Author: PTI
Publication: indahnesia.com
Date: October 20, 2002
URL: http://indahnesia.com/language.switch.php?link=/DB/News/News.php&lang=
Terrorist mastermind Osama bin Laden
has been linked to last week's Bali nightclub bombing, which killed at
least 183 people and injured more than 300 mostly foreign tourists, following
a testimony by one of his senior lieutenants. According to a confession
made by Omar Faruq, described as Bin Laden's envoy in Southeast Asia, who
was arrested in Indonesia in June and handed over to the CIA in Afghanistan,
a series of plots were hatched to kill westerners, Indonesians and Israelis.
Faruq claimed to American interrogators
that Abu Bakar Ba'asyir, the spiritual leader of Jemaah Islamiah, the Islamist
group suspected of the Bali bombing, received $74,000 from the Bin Laden
account. Ba'asyir sent his assistant to buy explosives - illegally sold
by the Indonesian army - which were then distributed to Islamist groups
there. The plots included random shooting of Israelis and Americans at
hotels across Indonesia. This was abandoned because it would only have
'minimal impact,' media reports said.
Other plans included hijacking a
civilian aircraft and flying it into an Israeli target, a plot in May 2002
to blow up American naval vessels during US-Indonesian military naval exercises,
for which Faruq was trained in planting underwater explosives and a chemical
attack using cyanide to be sprayed from perfume bottles. The plans were
devised by Faruq and Indonesian co- conspirators after al-Qaeda sent him
to Southeast Asia in the 1990s to establish links with groups fighting
for a separate Islamic state.
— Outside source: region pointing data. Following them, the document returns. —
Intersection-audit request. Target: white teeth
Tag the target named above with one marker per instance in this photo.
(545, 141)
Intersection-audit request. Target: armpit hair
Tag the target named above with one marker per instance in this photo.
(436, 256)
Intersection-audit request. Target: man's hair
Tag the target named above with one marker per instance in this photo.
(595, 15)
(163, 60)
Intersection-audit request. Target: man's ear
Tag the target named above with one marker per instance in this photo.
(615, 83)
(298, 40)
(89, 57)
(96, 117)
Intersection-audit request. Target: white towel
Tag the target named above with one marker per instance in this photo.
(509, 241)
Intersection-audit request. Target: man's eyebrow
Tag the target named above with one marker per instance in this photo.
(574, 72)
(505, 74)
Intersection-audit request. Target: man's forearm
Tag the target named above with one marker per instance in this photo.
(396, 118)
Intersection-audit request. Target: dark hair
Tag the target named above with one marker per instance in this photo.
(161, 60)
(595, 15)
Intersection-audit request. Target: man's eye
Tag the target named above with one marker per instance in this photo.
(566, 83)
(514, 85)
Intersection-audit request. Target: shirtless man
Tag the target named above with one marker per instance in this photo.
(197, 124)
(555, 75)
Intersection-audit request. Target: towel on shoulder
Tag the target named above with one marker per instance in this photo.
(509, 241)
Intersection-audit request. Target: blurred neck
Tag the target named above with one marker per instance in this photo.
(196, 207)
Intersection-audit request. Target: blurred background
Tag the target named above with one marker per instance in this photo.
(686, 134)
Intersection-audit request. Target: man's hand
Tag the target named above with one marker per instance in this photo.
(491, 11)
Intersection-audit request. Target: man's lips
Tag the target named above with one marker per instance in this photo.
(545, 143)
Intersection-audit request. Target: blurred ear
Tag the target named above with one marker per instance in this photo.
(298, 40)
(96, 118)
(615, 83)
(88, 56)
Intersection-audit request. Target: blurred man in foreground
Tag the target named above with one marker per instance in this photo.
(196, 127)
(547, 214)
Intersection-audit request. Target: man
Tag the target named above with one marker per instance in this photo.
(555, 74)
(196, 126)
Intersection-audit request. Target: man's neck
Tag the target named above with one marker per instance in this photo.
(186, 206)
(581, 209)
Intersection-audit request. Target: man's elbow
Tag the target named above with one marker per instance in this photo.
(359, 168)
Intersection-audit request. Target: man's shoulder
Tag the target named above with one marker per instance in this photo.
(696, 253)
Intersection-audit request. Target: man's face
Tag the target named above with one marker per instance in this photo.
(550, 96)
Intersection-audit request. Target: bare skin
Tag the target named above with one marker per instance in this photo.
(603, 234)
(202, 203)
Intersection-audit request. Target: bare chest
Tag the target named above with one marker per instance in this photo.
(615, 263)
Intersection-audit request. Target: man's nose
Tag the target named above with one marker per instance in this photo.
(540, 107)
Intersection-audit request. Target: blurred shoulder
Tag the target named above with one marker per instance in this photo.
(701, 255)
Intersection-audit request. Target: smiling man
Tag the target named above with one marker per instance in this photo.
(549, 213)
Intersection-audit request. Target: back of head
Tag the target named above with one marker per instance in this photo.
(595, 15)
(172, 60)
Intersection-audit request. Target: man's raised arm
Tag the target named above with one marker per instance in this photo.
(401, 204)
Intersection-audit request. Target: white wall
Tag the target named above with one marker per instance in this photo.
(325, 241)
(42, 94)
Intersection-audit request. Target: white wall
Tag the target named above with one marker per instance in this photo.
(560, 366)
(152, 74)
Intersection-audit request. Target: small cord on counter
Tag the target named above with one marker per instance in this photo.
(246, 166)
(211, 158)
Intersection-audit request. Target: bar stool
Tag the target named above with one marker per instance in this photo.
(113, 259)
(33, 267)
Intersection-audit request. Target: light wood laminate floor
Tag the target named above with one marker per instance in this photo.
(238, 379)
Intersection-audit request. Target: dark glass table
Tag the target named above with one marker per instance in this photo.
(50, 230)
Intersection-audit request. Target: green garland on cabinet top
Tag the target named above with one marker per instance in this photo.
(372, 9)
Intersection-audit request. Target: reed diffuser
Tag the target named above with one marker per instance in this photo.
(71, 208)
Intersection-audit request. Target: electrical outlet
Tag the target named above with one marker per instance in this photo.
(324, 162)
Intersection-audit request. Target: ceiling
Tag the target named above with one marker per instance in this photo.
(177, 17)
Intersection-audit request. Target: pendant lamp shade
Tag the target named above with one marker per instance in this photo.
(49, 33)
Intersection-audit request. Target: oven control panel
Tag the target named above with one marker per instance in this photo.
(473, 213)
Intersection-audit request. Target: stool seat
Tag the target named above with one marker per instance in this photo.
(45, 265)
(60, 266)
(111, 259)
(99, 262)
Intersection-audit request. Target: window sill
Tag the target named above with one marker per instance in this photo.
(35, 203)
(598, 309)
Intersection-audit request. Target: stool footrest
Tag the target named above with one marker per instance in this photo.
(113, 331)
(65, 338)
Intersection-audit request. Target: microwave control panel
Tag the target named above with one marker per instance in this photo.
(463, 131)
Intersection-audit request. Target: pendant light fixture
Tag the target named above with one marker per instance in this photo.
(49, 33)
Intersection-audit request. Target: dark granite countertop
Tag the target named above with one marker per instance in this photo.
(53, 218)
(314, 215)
He tried to enrol in pilot training for a
suicide attack, before joining the Khalden terror training camp in Afghanistan.
According to the Sunday Times on
Sunday, Faruq has told CIA interrogators that "thousands of dollars from
an account controlled by bin Laden was used to buy explosives by the Islamist
group suspected of the attack." A confidential American intelligence document,
seen by The Sunday Times, reveals that $74,000 was transferred from an
account in the name of Sheikh Abu Abdullah Emirati, one of bin Laden's
pseudonyms, to pay for three tons of explosives bought from the Indonesian
military.
Nearly 200 people died in the attack
on the Sari nightclub last weekend, including more than 30 Britons. The
revelation adds weight to the claim that the Bali bombing was part of co-
ordinated worldwide attacks on western interests and not the work of a
disaffected local group. It raises new questions about why the British
and Australian governments, to which the intelligence was made available
by the CIA, did not respond more quickly to the threat by bin Laden's al-Qaeda
terrorist group.
According to the report, in 2000
Faruq escorted Ayman al- Zawahiri, the al-Qaeda second-in-command, on a
trip to Indonesia to forge closer ties with rebel groups trying to drive
out Christians from the mainly Muslim Indonesian archipelago. Faruq, a
Kuwaiti, describes two attempts to kill Megawati Sukarnoputri, the Indonesian
President and daughter of Sukarno, the nation's founding father.